A few years ago, I pointed out that multicloud is really not about the public clouds it’s built on. What I did not do is attempt to name it in an effort to claim myself as the creator of a new buzzword.
Not that I won’t pat myself on the back in all my narcissistic glory. Indeed, I’ve created buzzwords that turned out to be billion-dollar industries. However, I also know that when you give something a name it allows others to define it, which brings its usefulness way down. You end up defining a concept before it’s had a chance to evolve with use. Certainly, architecture patterns, such as the one that’s emerging above multiclouds, are something you don’t want to limit just yet.
Cloud watchers are seeing the emergence of a technology layer that sits above the collection of public clouds; this is really what multicloud is becoming.
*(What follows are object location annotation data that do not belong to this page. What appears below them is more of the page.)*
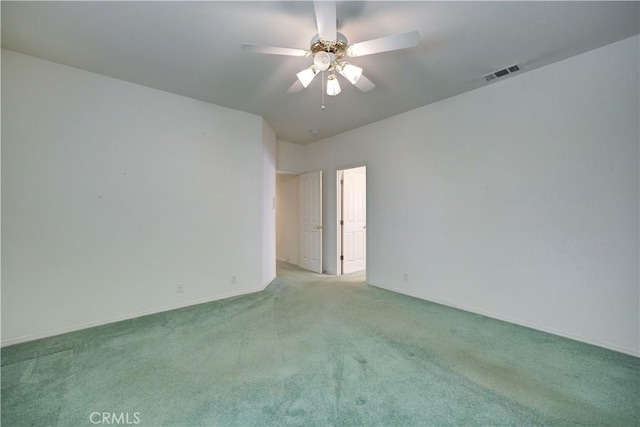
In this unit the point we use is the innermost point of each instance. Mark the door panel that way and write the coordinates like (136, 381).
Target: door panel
(310, 217)
(355, 220)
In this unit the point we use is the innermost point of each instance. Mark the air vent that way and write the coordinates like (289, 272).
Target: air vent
(502, 73)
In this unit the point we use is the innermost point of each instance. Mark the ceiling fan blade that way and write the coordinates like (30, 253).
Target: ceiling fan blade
(295, 87)
(364, 84)
(272, 50)
(384, 44)
(326, 19)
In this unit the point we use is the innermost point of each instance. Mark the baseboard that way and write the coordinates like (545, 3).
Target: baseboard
(561, 333)
(48, 334)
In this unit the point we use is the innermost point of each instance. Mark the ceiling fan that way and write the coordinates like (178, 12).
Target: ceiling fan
(329, 50)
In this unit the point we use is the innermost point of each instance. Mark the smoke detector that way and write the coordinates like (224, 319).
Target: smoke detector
(501, 73)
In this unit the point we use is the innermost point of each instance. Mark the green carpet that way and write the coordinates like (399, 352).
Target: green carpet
(317, 350)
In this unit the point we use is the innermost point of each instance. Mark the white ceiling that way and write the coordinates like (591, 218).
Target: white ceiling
(193, 49)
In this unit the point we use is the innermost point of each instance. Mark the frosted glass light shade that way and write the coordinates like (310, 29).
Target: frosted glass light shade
(333, 87)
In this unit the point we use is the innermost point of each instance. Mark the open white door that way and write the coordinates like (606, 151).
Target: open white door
(354, 217)
(310, 221)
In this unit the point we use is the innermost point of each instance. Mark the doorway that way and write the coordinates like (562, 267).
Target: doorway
(352, 219)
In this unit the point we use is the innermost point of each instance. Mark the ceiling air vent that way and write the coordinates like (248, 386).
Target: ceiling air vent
(502, 73)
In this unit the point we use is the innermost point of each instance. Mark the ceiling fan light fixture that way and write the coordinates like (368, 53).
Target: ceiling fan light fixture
(306, 76)
(350, 72)
(333, 87)
(323, 60)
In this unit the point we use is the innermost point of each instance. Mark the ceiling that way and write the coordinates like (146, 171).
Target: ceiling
(193, 49)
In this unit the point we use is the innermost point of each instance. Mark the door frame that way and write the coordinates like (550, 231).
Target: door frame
(339, 212)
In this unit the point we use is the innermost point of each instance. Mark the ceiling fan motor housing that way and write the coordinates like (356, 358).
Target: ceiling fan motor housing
(338, 47)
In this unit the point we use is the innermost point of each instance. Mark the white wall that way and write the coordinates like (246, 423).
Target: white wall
(290, 157)
(287, 218)
(269, 204)
(113, 193)
(519, 200)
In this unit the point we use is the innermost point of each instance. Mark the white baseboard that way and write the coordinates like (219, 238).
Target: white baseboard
(47, 334)
(565, 334)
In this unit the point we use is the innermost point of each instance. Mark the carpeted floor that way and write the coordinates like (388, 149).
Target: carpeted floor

This layer of application development, operations, observability, security, governance, and other things exists above the public cloud providers that are bundled together to make a “multicloud.”
Terms that are beginning to emerge, such as “supercloud,” “distributed cloud,” “metacloud” (my vote), and “abstract cloud.” Even the term “cloud native” is up for debate. To be fair to the buzzword makers, they all define the concept a bit differently, and I know the wrath of defining a buzzword a bit differently than others do. The common pattern seems to be a collection of public clouds and sometimes edge-based systems that work together for some greater purpose.
The metacloud concept will be the single focus for the next 5 to 10 years as we begin to put public clouds to work. Having a collection of cloud services managed with abstraction and automation is much more valuable than attempting to leverage each public cloud provider on its terms rather than yours.
We want to leverage public cloud providers through abstract interfaces to access specific services, such as storage, compute, artificial intelligence, data, etc., and we want to support a layer of cloud-spanning technology that allows us to use those services more effectively. A metacloud removes the complexity that multicloud brings these days. Also, scaling operations to support multicloud would not be cost-effective without this cross-cloud layer of technology.
Thus, we’ll only have a single layer of security, governance, operations, and even application development and deployment. This is really what a multicloud should become. If we attempt to build more silos using proprietary tools that only work within a single cloud, we’ll need many of them. We’re just building more complexity that will end up making multicloud more of a liability than an asset.
I really don’t care what we call it, and I really don’t care if I put my own buzzword into the mix. However, this does not change the fact that metacloud is perhaps the most important architectural evolution occurring right now, and we need to get this right out of the gate. If we do that, who cares what it is named.